Oh, a word on misdiagnoses---the diagnostic criteria for some things, like ODD, are vague and overbroad.
The diagnostic criteria for bipolar disorder are not.
Bipolar disorder can look like something else if the doctor has a limited set of observations of the patient's behavior. It can look like depression if the doctor doesn't know about the manic phases.
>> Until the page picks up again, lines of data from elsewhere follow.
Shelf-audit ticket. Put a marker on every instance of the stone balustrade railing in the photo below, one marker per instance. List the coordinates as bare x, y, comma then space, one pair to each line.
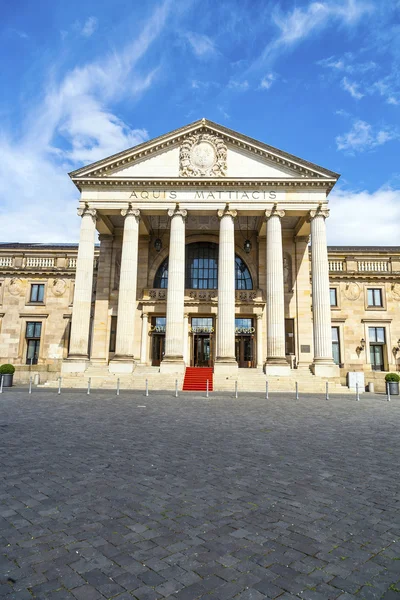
377, 266
203, 295
337, 265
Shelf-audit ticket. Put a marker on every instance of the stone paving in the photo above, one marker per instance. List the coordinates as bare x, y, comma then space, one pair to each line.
132, 497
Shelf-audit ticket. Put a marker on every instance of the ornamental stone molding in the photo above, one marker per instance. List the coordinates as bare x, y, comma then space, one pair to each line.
58, 288
203, 155
16, 286
352, 291
125, 212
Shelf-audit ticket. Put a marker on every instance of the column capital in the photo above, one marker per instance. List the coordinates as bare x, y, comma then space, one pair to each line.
92, 212
319, 212
227, 212
173, 212
274, 212
125, 212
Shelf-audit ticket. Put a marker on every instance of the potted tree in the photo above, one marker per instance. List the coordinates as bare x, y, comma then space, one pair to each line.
7, 373
392, 381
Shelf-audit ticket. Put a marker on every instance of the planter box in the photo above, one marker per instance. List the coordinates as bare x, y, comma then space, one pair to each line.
393, 387
7, 380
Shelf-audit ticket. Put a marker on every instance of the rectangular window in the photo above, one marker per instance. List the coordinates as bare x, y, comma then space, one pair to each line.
32, 335
333, 296
37, 292
374, 297
336, 345
376, 347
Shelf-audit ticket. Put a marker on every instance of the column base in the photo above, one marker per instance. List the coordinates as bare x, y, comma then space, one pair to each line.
75, 364
172, 364
325, 368
226, 366
122, 364
278, 366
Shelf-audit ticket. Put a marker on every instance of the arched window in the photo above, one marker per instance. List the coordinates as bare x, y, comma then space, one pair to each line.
201, 270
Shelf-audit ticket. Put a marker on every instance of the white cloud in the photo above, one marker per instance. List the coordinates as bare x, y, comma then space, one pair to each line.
300, 23
89, 27
369, 211
37, 199
240, 86
267, 81
201, 45
362, 136
352, 88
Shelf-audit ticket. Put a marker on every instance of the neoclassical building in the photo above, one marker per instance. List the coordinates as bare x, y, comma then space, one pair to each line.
203, 260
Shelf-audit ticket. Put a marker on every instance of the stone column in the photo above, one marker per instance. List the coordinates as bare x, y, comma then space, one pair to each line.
123, 360
185, 338
79, 340
276, 363
100, 339
143, 342
225, 359
259, 341
173, 360
323, 364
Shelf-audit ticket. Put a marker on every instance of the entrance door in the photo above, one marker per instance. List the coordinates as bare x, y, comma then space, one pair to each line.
202, 329
157, 340
244, 350
202, 350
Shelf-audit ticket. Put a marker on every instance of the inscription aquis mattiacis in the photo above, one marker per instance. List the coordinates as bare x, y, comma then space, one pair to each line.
204, 196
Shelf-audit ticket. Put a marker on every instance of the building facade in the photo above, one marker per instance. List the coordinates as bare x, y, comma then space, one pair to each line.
203, 260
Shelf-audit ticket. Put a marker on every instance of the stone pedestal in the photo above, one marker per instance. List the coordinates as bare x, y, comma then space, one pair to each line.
276, 363
173, 361
123, 361
225, 362
323, 364
79, 341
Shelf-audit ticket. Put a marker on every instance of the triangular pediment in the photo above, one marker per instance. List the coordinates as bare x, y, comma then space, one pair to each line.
203, 150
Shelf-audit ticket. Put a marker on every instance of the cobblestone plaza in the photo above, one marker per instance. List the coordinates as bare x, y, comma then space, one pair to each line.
133, 497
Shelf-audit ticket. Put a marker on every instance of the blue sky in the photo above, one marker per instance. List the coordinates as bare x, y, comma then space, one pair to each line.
82, 80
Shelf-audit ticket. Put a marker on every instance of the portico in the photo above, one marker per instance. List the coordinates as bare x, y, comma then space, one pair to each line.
204, 238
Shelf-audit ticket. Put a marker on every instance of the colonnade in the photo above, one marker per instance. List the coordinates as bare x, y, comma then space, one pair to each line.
176, 323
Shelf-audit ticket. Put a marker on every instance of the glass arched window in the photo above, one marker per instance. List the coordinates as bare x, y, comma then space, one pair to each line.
201, 270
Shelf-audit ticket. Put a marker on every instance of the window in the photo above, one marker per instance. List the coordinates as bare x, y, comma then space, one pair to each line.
374, 297
201, 271
333, 296
335, 345
376, 347
32, 335
37, 292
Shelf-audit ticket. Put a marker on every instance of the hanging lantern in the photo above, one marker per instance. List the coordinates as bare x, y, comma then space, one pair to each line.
247, 246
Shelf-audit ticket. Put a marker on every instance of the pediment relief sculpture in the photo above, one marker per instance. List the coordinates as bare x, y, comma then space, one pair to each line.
203, 155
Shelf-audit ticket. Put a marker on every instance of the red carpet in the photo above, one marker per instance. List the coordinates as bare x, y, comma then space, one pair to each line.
196, 379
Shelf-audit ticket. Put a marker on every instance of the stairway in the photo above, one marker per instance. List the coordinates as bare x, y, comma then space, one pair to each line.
196, 379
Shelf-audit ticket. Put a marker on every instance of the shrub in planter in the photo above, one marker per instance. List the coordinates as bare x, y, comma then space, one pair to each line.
392, 380
6, 373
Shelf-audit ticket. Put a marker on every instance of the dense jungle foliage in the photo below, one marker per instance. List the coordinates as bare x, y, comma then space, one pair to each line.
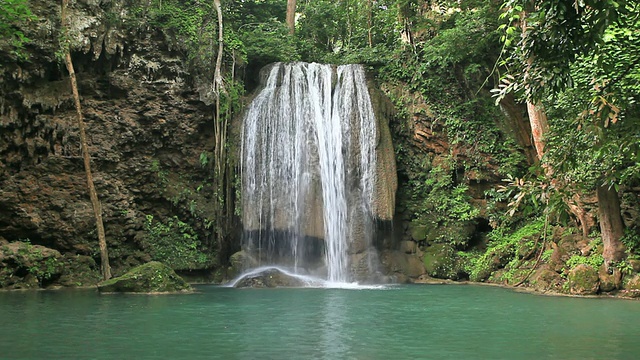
453, 66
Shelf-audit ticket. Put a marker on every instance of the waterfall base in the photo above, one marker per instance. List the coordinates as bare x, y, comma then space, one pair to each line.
278, 277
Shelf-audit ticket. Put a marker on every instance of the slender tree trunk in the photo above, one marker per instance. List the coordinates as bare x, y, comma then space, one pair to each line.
519, 126
95, 202
611, 225
291, 16
370, 22
539, 126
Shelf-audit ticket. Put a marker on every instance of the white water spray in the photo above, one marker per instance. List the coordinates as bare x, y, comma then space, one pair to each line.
308, 167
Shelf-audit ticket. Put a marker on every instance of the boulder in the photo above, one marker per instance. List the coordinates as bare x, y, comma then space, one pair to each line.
632, 287
609, 282
270, 278
27, 266
545, 279
398, 263
635, 264
408, 247
583, 280
441, 261
152, 277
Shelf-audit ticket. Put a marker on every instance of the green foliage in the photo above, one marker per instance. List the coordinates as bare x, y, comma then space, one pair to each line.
501, 250
176, 244
594, 260
437, 202
557, 33
204, 159
631, 240
161, 173
14, 14
268, 42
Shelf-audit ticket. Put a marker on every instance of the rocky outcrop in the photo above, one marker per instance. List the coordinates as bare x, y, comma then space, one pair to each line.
146, 128
270, 278
583, 280
153, 277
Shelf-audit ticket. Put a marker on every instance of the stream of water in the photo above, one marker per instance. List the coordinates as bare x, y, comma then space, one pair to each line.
397, 322
308, 166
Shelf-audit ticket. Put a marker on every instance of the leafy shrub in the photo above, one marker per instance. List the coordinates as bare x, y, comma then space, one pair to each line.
176, 244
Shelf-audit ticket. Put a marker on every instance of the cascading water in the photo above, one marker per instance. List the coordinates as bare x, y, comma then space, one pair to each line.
309, 167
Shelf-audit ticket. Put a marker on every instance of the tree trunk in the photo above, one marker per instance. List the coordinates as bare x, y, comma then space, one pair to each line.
370, 22
519, 126
611, 225
539, 126
291, 16
95, 202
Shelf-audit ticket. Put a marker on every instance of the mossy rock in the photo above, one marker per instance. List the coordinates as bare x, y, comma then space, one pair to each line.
454, 233
152, 277
632, 287
79, 270
583, 280
27, 266
270, 278
418, 231
609, 282
441, 261
545, 279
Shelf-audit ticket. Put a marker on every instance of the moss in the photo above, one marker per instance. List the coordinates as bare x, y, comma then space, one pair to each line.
583, 280
152, 277
441, 261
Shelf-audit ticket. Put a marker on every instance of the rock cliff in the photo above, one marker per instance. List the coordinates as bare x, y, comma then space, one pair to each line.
146, 126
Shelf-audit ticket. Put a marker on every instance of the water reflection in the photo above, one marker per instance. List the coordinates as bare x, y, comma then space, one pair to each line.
335, 337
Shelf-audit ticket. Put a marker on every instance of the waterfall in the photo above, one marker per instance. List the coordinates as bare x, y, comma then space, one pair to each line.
308, 168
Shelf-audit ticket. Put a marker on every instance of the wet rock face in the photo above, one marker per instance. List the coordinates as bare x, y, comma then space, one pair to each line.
583, 280
146, 130
269, 279
26, 266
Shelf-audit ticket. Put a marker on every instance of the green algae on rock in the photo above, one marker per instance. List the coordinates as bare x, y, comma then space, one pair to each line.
152, 277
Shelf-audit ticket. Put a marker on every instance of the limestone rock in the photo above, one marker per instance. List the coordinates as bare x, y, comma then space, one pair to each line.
27, 266
270, 278
399, 263
583, 280
441, 261
632, 287
408, 247
152, 277
609, 282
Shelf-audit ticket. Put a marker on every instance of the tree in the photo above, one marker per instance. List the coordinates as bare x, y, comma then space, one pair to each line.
12, 13
291, 16
554, 36
95, 202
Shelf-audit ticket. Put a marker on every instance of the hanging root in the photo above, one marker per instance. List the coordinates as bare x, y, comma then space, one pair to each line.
544, 244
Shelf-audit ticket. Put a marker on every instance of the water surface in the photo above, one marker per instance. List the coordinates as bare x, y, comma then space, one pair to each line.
402, 322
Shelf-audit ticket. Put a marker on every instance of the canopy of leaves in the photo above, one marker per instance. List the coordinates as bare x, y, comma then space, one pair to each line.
13, 13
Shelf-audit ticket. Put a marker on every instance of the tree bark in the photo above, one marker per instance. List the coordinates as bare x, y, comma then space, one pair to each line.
611, 226
291, 16
370, 22
539, 126
95, 202
519, 126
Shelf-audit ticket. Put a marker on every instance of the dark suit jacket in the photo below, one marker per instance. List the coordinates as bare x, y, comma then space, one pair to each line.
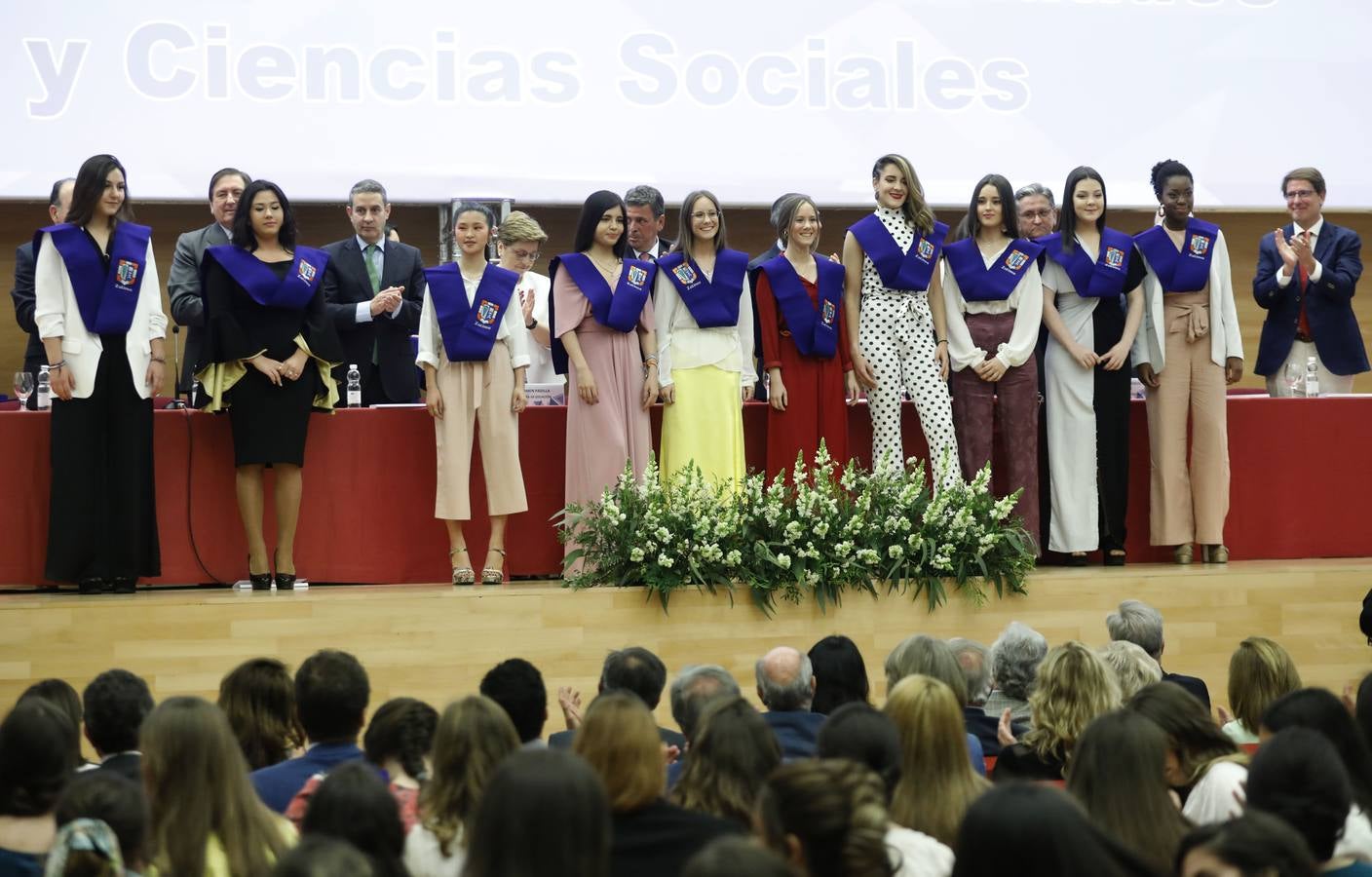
23, 305
346, 285
1328, 303
184, 294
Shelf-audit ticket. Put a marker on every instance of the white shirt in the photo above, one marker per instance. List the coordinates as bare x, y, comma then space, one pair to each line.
1025, 299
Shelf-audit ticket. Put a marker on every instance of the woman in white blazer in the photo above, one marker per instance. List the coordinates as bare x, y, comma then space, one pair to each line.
99, 312
1186, 353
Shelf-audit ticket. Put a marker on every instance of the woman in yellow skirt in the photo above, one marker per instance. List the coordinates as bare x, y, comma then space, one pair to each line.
705, 324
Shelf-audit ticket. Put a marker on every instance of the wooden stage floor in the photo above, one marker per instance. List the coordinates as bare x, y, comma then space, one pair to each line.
437, 641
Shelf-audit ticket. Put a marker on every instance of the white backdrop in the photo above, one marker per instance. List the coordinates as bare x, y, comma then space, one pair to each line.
551, 99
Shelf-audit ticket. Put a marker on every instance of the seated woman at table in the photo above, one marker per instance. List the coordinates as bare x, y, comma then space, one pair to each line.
99, 313
474, 353
268, 352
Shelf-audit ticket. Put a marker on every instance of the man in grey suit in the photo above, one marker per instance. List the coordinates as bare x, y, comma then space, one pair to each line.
373, 289
184, 282
23, 295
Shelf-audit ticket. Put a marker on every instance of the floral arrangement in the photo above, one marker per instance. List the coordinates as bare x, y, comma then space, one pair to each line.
819, 534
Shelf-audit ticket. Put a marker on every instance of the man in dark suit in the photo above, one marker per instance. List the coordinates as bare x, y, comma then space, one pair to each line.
23, 294
646, 213
1139, 624
184, 282
1307, 276
375, 291
113, 707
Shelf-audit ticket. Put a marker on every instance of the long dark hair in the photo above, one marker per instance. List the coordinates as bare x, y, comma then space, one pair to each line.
1009, 210
243, 235
591, 211
1068, 215
90, 188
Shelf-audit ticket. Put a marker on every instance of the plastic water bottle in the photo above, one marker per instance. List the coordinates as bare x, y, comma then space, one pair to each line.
44, 389
354, 387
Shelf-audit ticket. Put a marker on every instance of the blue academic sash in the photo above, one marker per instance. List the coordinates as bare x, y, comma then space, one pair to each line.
104, 296
618, 311
470, 326
711, 302
989, 285
900, 271
1099, 279
1184, 271
814, 329
259, 282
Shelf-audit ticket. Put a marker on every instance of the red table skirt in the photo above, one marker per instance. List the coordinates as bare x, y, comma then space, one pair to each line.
366, 514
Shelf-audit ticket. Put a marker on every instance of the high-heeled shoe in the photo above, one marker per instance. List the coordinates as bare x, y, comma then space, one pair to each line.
491, 575
461, 575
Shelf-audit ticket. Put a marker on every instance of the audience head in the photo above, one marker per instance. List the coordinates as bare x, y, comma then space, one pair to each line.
115, 705
695, 688
258, 698
517, 686
1139, 624
354, 805
733, 753
1260, 672
840, 674
474, 738
927, 656
1254, 844
619, 739
1014, 659
554, 790
1298, 777
826, 817
974, 661
785, 679
36, 758
400, 736
331, 696
634, 670
114, 800
1132, 666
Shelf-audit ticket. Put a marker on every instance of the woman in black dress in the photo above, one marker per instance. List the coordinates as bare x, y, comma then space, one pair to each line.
269, 348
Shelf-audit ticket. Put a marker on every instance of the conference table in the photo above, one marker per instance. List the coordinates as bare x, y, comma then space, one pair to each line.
1300, 468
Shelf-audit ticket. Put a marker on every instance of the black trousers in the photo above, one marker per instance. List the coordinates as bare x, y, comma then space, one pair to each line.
101, 516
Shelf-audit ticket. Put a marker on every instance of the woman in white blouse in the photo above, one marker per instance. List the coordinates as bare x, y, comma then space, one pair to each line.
474, 353
994, 295
705, 320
It can look a bit like schizophrenia, briefly, if all the doctor has seen is a manic patient being psychotic.
There's *nothing* else that looks like bipolar disorder.
If, without drugs, the patient has had more than one episode of clinical depression AND the patient has either had a manic episode on his/her own or had a manic episode in reaction to a normal dose of certain antidepressants, that patient damned well *has* got one of the two bipolar disorders.
If you meet the diagnostic criteria, you've got it, you'll always have it, and you might have something else, too, but ain't no way you *don't* have it.
If a doctor makes a firm diagnosis of bipolar disorder (rather than just telling the parents it's a possibility) without the patient meeting the diagnostic criteria, then that's obviously a case of medical malpractice.
You should never accept a diagnosis of one of the major mental illness for yourself, your spouse, or your child without getting an independent second opinion from a second qualified psychiatrist who has no relationship to the first one.
People don't get misdiagnosed with bipolar disorder by two independent psychiatrists. If two independent psychiatrists say you or your spouse or your child is bipolar, *BELIEVE THEM*.